The property taxes that go into the Education Fund come from non-residential property based on a single, uniform rate statewide ($1.535 per $100 of fair market value this year) and from primary residences with tax rates determined by each town’s education spending per pupil. The homestead tax rates are the same in towns with the same per-pupil spending, and the rates are proportional throughout the state—that is, a town that spends 20 percent more per pupil than a neighboring town will have a 20 percent higher homestead tax rate.

The current system provides children with equal access to educational resources, and because tax rates are tied to per-pupil spending, it discourages unnecessary spending.
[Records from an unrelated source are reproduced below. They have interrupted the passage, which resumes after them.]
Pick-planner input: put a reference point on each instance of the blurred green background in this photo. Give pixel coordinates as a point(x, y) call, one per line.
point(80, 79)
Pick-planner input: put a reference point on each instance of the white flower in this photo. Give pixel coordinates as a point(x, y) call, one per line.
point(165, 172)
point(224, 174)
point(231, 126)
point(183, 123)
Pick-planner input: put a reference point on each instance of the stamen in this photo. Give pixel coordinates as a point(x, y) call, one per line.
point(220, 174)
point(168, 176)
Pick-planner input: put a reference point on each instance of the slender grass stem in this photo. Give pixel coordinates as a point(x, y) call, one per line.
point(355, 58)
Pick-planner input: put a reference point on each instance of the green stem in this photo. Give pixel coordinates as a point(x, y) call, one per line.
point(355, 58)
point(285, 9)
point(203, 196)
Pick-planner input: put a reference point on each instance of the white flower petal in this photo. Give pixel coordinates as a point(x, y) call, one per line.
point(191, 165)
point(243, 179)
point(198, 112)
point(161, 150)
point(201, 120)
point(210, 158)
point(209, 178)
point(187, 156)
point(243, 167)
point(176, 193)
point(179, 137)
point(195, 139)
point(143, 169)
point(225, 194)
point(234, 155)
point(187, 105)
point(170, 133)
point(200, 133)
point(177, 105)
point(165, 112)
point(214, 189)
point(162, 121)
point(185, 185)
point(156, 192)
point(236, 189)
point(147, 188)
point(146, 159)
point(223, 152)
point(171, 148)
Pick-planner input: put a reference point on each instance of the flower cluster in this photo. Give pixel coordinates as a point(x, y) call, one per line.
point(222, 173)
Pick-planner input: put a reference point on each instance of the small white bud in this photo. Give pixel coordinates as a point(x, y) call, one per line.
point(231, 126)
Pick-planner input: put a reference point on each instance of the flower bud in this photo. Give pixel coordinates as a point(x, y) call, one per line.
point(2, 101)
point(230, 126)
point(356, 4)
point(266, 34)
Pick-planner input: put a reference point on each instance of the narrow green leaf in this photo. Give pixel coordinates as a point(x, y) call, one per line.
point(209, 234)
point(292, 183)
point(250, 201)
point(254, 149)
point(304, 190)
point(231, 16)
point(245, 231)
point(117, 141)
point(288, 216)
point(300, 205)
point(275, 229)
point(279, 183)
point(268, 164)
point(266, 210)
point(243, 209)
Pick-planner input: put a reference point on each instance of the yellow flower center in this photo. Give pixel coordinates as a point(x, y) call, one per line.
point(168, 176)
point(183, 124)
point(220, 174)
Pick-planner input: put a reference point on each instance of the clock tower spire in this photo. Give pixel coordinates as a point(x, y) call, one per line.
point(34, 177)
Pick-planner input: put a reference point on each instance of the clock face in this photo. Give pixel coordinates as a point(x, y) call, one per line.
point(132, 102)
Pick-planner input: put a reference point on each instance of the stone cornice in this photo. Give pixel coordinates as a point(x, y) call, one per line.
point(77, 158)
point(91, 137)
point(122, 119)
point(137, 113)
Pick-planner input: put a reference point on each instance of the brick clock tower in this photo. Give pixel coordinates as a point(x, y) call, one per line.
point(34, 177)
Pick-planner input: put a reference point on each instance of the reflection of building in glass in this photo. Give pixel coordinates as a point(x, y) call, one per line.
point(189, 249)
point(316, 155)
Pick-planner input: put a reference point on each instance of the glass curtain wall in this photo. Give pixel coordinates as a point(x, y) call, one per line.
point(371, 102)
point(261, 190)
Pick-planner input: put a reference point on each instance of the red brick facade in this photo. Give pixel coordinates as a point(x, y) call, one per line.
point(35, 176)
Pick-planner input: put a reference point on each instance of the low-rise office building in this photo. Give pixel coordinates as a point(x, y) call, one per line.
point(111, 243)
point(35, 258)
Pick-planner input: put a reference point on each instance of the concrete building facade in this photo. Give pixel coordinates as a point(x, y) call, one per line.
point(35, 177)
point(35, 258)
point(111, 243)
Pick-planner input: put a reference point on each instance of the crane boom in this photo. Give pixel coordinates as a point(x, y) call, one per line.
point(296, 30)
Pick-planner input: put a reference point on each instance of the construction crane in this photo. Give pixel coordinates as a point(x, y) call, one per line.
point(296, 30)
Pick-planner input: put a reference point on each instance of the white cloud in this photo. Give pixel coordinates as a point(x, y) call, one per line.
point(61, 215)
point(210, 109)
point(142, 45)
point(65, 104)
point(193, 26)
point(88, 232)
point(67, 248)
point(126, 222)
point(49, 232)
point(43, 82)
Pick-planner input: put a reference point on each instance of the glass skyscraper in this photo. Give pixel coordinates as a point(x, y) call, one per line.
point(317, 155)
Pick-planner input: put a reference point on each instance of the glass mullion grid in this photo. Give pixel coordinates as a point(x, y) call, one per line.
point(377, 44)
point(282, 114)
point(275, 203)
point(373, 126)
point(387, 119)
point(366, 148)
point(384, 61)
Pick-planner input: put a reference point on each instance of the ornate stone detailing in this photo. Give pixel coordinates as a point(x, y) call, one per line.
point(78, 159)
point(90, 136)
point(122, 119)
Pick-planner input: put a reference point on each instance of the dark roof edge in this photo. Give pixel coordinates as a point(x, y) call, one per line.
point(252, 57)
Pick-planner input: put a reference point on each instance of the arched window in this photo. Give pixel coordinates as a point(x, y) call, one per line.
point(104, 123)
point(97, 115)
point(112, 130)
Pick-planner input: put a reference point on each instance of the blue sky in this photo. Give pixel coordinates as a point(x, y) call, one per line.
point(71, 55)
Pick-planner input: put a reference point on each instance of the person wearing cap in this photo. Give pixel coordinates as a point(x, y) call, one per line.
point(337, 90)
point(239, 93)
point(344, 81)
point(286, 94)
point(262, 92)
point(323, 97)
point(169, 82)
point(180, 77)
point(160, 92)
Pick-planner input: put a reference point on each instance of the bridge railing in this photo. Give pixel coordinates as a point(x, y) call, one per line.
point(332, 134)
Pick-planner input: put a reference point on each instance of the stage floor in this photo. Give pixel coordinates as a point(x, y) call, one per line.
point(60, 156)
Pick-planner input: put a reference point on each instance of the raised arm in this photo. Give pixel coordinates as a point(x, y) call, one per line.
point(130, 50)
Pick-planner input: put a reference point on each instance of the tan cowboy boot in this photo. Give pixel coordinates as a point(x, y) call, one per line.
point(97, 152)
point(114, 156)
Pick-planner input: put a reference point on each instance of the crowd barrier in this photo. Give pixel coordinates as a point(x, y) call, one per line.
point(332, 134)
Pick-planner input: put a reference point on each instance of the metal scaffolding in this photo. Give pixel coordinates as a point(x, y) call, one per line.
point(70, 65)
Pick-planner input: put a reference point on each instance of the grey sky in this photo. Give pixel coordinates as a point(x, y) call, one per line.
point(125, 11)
Higher spending per pupil results in proportionally higher tax rates, and lower spending per pupil results in proportionally lower tax rates.

H.509 would do away with this proportional system for homestead taxes. Instead, it would create two groups of towns: one below an arbitrary spending threshold and one above. The group below the threshold would have a single, uniform tax rate and receive a fixed amount per pupil—initially about $12,500.

Towns in the second group—those that spend more than $12,500 per pupil—would receive the $12,500 per pupil at the uniform rate and also be in a separate sharing pool. As with the current system, they could expect their tax rates to go up as they spend more per pupil. The ultimate tax rate calculation, however, would depend on how many towns and which towns were in the separate sharing pool.

Vermont had a system like this in the late 1990s and early 2000s. The separate sharing pool was known as the “shark pool.” It proved unwieldy, unpredictable, and confusing, and the Legislature wisely scrapped it in favor of the simpler, proportional system we have now.

We all have a stake in seeing that all children in the state get a good education. H.509, by pitting one group of towns against another, undermines this fundamental feature of Vermont’s school funding system.